Рядом появляется командир Тимоха, бросает в нашу сторону:
— По нам стреляют.
Кот садится, подперев спиной сосну, и с поистине мушкетерским презрением к опасности продолжает копировать файлы на мой телефон. «Скорее бы они уже перекинулись», — думаю я, заметив, что Кирилл уже переместился в окоп и начал снимать боевую работу. Но я не имею права упустить этот великолепный «кошачий» архив! И терпеливо жду.
— Это и началось наступление, получается? — спрашиваю его.
— Сейчас? Не, сейчас это херня, — отмахивается он, продолжая втыкать взглядом в экран.
Ещё одна пулька свистнула где-то над нами. Стрелковый бой усилился. Вокруг всё уже просто громыхает.
— Кот, вокруг такая фигня происходит, — перекрикиваю я шум, — а ты, смотрю, сидишь спокойно. Это вообще как?
— Да вообще пофиг, — отвечает он, поморщившись.
Наконец файлы загрузились! Кот берёт в руки свой ручной пулемёт и из-за дерева открывает огонь короткими очередями. «Фить», «фить» — дважды просвистело неподалёку от нас. Я, конечно, не могу упустить такой кадр и снимаю героя на свой смартфон. Плюс на моём шлеме постоянно пишет экшен-камера гоупро. С одной стороны, мне волнительно оказаться в подобной экстремальной ситуации, особенно когда не понятно, как себя вести. С другой — внутри рождается такой азарт и вдохновение, что ты, как голодный художник, жаждешь зафиксировать все краски этого завораживающего действа. Все движения и эмоции, свои и чужие. Пишешь мазок за мазком эту батальную картину, в которой сам оказался одним из участников. Вот над нами пулей срезало сосновую ветку — она спикировала вниз и вонзилась в пожелтевшую опавшую хвою. Уже не до шуток.

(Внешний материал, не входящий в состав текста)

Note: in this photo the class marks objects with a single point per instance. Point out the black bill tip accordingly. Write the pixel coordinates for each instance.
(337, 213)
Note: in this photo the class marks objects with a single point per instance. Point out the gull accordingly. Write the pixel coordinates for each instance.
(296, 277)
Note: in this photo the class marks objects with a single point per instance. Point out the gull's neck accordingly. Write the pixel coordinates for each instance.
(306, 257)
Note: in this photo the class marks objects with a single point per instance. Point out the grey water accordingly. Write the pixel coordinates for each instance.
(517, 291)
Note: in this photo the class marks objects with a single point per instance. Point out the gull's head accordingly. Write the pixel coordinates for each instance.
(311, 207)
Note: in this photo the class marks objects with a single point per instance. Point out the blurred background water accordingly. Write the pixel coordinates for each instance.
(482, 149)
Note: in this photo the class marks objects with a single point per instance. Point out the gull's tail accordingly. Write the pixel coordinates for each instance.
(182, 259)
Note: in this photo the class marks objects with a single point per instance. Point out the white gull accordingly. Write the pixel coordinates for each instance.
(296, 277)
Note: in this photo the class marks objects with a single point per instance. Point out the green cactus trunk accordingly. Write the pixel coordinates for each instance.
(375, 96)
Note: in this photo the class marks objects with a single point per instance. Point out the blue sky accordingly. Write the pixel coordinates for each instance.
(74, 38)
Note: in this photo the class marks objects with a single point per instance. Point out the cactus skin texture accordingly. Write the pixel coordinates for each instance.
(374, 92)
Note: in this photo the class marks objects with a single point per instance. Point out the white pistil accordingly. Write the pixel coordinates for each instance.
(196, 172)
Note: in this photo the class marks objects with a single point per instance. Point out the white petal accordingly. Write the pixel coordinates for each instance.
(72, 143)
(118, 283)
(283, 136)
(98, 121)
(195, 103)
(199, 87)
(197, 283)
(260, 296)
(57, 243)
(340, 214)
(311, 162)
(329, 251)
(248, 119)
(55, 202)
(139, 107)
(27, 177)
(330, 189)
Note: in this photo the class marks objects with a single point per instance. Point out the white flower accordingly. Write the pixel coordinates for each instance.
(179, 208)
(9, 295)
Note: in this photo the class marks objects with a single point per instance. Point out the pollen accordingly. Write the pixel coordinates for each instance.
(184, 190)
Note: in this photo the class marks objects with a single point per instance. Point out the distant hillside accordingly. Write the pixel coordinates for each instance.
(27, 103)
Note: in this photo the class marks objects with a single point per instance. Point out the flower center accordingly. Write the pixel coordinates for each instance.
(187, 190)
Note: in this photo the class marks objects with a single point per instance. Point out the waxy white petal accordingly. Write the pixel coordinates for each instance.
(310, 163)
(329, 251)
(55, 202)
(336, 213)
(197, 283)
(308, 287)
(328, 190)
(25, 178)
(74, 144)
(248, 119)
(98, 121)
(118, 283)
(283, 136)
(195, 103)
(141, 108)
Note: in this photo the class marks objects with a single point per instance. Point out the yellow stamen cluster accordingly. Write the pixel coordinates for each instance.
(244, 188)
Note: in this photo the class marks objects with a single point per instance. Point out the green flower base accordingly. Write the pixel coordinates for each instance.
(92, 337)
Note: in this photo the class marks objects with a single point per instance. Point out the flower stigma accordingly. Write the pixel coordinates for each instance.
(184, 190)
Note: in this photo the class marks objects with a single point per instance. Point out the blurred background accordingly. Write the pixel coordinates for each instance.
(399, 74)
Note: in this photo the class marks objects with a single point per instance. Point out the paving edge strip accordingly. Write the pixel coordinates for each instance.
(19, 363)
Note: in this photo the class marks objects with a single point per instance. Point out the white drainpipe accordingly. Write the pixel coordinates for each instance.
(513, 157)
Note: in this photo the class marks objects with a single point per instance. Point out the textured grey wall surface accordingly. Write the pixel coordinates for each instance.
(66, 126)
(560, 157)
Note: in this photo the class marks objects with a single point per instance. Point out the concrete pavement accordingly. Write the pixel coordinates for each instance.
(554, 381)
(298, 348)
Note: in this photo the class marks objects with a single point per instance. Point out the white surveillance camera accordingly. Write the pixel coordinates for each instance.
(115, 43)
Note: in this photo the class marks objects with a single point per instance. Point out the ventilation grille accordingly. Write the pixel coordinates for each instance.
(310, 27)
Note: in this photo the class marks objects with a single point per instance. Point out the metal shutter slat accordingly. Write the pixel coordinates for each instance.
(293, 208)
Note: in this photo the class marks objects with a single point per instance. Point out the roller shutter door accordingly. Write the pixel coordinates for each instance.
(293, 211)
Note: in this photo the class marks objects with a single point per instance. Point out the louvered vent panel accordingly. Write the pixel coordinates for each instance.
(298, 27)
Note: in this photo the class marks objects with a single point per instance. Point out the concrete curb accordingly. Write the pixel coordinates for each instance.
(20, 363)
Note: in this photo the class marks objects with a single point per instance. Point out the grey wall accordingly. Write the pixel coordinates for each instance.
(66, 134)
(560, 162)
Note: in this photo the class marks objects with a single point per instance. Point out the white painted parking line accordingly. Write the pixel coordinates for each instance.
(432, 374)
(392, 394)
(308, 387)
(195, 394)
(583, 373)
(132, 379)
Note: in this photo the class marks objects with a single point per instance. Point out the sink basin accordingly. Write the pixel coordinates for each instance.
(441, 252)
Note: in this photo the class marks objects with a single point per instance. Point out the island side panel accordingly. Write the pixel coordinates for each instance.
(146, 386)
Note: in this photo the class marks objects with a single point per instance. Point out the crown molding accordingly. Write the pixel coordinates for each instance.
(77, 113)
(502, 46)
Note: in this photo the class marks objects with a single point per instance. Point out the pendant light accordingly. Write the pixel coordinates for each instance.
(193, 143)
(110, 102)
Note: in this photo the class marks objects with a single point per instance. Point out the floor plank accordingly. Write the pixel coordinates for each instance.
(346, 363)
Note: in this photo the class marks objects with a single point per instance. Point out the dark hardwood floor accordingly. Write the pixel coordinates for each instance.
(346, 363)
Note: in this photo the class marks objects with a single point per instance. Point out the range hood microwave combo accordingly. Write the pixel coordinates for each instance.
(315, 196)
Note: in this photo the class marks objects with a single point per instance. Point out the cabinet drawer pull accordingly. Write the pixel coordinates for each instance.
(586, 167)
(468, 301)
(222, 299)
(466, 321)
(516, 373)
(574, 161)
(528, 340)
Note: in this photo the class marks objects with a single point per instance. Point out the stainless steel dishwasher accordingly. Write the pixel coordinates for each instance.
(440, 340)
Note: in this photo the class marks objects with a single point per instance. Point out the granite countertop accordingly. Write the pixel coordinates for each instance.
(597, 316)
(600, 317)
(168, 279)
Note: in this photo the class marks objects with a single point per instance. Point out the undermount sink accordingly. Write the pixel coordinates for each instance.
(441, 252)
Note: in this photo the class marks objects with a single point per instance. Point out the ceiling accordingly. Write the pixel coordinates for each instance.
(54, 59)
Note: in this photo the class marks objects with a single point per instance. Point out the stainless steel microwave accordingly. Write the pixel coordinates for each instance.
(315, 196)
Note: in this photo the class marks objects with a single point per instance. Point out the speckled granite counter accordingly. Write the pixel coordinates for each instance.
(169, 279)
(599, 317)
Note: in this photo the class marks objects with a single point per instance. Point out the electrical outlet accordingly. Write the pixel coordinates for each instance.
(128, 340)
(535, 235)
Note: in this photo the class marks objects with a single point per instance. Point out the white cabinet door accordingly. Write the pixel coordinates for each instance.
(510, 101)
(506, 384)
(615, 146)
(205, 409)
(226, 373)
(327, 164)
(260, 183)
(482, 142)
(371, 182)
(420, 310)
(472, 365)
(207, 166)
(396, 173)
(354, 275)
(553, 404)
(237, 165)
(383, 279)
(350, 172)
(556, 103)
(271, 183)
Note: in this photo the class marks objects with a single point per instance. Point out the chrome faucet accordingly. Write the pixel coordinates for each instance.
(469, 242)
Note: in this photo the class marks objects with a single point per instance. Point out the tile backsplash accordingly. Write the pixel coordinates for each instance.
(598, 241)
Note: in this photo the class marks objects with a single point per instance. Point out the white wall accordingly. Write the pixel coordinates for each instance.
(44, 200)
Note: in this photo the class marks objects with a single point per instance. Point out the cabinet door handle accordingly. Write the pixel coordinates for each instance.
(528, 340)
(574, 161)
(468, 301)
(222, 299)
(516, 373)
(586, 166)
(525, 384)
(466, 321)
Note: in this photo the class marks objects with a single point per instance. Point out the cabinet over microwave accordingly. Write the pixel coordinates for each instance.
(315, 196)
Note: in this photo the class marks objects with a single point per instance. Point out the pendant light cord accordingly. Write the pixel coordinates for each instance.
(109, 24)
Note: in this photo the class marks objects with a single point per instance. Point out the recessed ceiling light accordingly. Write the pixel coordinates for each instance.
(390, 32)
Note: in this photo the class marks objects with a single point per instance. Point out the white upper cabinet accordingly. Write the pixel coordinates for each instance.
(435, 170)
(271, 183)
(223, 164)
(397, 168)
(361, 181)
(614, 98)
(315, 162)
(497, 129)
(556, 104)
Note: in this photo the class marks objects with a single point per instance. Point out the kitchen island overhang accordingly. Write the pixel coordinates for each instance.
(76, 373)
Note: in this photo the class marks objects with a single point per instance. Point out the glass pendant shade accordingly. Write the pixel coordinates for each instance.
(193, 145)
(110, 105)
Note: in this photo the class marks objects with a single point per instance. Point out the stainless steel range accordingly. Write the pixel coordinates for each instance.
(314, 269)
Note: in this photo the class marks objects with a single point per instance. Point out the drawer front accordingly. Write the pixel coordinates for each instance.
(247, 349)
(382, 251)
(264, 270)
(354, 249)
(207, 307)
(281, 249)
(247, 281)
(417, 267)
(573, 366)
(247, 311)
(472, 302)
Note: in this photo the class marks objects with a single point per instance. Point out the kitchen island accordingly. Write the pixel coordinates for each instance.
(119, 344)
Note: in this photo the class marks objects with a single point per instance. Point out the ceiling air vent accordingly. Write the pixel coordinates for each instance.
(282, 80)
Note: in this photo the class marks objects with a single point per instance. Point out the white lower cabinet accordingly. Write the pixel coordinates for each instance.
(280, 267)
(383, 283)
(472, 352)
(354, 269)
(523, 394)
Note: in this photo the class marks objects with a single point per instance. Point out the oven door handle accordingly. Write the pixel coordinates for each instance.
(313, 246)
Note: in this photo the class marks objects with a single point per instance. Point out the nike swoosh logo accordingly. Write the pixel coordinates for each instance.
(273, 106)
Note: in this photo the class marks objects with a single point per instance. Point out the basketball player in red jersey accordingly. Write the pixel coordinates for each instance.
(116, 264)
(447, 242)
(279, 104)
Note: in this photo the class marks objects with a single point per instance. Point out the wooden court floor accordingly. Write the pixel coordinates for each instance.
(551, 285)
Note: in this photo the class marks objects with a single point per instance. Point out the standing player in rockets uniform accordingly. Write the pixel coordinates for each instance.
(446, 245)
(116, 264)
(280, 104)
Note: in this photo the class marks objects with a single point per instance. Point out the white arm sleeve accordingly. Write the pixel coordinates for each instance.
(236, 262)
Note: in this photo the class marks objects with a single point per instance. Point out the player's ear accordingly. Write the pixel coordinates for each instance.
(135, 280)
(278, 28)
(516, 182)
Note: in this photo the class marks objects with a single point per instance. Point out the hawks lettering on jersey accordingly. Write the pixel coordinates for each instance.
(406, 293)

Кот зовёт переместиться в окоп. До траншеи всего 20 метров. Хотя в такой ситуации ЦЕЛЫХ 20 метров!! Перебежками двигаемся в укрытие. Я продолжаю снимать и себя, и Кота. Боец видит это и начинает вытворять вещи хорошие для голливудских боевиков, но никак не для реальной войны. Он останавливается на полпути и эффектно, стоя на ногах, очередями стреляет в сторону украинских позиций. Пулемёт Калашникова вибрирует в его руках и, перемалывая патронную ленту, плюётся гильзами по сторонам, словно арбузными семечками. Кременской Рэмбо, блин!